An Exception to Combined Argon–Nd:YAG Laser Iridotomy Success in Angle-closure Glaucoma

Alan H. Zalta, MD; Nariman S. Boyle, MD; Alyson K. Zalta, BA

Arch Ophthalmol. 2007;125(7):883-888.

Objectives  To examine the rate of laser iridotomy failure at the University of Cincinnati Glaucoma Service, Cincinnati, Ohio, during the last 10 years and to evaluate the importance of silicone oil pupillary block glaucoma (SOPBG) as a causal factor.

Methods  We retrospectively reviewed the operative records of all 1711 eyes that underwent laser iridotomy for the treatment of pupillary block angle-closure glaucoma between January 1, 1996, and December 31, 2005. The occurrence, etiology, timing, and rate of laser iridotomy failure were assessed with SOPBG cases analyzed separately.

Results  Analyses using the {chi}2 test demonstrated significantly higher laser iridotomy failure rates for 13 eyes with SOPBG compared with 1698 eyes with non-SOPBG for all 3 timing outcomes (immediate, 15.4% vs 0%; short term, 92.3% vs 2.5%; and long term, 38.5% vs 0.1%; all P < .0001). To achieve long-term patency, SOPBG iridotomy failures required, on average, 2.7 laser iridotomy procedures, 4.1 periocular steroid injections, and 0.7 intracameral tissue plasminogen activator injections.

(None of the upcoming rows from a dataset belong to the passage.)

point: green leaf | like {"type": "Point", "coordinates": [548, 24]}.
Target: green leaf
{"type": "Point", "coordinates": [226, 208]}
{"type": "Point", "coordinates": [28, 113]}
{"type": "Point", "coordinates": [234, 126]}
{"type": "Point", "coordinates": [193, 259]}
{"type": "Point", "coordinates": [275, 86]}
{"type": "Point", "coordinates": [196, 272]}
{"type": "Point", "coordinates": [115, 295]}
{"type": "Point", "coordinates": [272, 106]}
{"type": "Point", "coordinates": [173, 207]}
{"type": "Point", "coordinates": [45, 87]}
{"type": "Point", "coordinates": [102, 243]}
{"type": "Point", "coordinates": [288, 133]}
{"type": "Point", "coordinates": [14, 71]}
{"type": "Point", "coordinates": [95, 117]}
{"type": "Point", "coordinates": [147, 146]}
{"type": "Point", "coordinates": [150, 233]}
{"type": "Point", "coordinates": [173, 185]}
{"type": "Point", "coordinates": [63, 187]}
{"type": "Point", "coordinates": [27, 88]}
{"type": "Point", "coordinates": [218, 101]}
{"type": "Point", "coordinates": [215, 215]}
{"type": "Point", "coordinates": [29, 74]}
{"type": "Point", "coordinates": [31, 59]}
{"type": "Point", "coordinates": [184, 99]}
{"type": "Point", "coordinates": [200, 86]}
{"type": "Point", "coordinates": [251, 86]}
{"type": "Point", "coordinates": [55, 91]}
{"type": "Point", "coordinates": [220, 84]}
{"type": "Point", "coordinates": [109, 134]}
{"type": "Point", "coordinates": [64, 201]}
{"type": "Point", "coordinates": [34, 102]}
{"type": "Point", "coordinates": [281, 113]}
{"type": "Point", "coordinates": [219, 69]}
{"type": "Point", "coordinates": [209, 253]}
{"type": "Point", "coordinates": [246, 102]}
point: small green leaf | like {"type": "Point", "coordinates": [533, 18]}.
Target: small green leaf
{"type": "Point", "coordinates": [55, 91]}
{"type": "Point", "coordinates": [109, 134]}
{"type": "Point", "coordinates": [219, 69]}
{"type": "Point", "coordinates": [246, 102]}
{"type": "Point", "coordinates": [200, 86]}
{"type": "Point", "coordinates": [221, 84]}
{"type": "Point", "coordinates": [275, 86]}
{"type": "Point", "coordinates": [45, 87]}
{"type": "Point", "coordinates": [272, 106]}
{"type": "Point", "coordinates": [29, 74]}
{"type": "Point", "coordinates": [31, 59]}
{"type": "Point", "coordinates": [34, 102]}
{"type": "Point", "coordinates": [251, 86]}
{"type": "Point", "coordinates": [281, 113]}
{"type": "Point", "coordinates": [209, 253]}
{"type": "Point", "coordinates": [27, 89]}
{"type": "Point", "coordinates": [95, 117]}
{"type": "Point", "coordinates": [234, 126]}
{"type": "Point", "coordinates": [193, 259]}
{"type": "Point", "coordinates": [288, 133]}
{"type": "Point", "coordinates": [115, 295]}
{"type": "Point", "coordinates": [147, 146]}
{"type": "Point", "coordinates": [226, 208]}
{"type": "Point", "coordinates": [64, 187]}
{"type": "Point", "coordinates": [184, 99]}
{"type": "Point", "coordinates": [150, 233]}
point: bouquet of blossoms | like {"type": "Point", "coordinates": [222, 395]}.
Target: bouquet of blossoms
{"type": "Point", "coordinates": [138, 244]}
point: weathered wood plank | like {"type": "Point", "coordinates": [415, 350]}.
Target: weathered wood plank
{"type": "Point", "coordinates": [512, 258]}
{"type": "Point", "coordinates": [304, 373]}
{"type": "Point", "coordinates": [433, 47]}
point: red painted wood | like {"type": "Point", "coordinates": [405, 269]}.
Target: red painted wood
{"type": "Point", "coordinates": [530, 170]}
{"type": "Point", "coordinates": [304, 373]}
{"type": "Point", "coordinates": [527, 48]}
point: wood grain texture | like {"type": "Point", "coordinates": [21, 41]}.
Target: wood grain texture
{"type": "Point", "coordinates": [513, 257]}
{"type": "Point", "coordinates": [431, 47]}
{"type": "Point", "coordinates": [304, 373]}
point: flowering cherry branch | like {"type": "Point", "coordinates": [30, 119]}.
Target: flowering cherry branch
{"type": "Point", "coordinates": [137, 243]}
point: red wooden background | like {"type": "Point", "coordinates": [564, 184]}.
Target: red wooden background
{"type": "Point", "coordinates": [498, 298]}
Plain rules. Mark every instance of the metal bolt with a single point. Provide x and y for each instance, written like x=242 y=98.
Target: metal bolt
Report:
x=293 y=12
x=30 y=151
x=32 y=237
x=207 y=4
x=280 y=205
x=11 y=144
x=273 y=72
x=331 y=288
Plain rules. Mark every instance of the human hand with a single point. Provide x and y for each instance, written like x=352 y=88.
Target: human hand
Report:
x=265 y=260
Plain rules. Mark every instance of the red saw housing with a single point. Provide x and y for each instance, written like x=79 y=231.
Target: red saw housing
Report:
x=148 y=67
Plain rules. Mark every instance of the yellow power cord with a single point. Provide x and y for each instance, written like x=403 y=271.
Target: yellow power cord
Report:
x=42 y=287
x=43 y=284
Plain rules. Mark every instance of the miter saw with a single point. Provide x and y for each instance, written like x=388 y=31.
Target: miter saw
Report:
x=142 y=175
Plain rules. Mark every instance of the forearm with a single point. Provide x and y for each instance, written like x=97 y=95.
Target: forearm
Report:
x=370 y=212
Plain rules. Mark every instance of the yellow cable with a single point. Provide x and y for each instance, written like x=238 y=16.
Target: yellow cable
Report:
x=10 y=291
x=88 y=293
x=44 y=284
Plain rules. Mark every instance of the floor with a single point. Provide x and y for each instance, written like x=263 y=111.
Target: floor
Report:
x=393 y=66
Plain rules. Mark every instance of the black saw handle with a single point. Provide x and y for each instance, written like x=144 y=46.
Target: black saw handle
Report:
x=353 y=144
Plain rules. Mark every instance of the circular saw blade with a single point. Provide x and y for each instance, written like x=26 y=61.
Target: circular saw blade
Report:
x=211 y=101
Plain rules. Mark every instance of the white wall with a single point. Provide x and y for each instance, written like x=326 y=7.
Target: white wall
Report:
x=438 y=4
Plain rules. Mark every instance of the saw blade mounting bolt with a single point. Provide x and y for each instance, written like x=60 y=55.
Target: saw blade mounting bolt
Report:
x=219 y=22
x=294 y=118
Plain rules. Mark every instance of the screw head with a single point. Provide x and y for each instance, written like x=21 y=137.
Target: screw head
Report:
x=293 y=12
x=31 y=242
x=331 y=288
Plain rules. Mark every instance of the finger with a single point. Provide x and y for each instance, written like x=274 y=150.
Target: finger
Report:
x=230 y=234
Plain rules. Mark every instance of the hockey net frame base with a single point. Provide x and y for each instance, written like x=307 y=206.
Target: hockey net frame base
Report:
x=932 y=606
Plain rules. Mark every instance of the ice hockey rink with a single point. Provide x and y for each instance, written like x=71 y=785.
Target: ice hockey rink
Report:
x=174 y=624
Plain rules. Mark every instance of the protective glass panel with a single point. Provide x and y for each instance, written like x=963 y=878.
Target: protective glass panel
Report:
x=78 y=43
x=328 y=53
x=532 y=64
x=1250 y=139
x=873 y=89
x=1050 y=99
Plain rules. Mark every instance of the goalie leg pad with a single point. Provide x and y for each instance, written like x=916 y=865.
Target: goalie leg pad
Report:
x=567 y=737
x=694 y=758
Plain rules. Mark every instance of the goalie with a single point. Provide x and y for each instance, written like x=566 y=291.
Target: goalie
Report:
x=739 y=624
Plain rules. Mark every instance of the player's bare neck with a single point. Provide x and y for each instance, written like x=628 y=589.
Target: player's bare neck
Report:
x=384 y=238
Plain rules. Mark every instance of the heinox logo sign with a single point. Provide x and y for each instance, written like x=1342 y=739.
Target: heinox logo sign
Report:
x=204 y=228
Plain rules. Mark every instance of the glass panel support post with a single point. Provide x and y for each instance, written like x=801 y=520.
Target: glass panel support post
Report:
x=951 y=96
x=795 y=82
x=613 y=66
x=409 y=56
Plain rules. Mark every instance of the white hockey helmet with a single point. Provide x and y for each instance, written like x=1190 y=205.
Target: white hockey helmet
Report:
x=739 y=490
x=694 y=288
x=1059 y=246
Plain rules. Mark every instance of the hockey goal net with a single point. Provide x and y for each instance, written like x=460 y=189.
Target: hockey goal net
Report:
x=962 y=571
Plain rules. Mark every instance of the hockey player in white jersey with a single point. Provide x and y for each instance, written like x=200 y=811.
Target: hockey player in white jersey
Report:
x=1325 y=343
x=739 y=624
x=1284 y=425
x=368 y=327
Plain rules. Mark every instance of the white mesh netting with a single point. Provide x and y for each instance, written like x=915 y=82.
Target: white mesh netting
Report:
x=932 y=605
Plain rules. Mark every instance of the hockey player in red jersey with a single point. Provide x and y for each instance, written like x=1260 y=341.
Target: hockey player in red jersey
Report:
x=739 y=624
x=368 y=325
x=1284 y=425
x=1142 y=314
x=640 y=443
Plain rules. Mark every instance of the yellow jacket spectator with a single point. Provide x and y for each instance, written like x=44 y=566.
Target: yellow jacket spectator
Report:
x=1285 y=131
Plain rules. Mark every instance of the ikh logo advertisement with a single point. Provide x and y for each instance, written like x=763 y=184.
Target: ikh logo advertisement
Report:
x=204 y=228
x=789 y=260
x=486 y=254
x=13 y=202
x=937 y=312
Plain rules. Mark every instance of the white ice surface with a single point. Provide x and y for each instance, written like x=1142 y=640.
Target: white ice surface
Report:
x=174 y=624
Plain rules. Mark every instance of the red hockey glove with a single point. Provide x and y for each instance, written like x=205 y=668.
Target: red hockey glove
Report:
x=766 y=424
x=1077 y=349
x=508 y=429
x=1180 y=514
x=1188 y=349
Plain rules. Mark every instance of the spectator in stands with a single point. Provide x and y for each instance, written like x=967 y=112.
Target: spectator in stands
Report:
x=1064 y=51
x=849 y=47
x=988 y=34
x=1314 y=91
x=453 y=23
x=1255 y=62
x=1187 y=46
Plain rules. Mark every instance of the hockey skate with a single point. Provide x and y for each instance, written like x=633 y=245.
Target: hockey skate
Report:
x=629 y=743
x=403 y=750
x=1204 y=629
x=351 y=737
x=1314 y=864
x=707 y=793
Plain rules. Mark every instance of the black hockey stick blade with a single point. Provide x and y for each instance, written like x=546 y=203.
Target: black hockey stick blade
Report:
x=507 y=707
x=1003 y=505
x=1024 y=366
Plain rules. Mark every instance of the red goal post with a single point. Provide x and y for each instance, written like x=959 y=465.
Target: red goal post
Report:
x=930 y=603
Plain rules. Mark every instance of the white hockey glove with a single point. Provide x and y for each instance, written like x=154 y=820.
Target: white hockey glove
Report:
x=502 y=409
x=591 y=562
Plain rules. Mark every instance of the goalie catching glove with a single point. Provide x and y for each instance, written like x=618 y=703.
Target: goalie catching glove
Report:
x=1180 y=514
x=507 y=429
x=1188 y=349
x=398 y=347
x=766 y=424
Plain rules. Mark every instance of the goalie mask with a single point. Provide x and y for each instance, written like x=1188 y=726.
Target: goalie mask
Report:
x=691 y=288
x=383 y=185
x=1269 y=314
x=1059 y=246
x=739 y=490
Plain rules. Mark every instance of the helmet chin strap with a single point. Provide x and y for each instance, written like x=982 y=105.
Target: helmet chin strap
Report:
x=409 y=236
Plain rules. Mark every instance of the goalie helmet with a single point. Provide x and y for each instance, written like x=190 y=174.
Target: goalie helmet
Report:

Conclusions  Eyes with SOPBG require extensive resources to prevent laser iridotomy failure. In managing SOPBG, ophthalmologists should anticipate the need for additional laser treatment and use adjunctive steroids and intracameral tissue plasminogen activator to enhance long-term patency and avert invasive surgical procedures.


Author Affiliations: Department of Ophthalmology, University of Cincinnati College of Medicine (Drs A. H. Zalta and Boyle), the Cincinnati Eye Institute (Dr A. H. Zalta), Cincinnati, Ohio; and Harvard University, Cambridge, Massachusetts (Ms A. K. Zalta).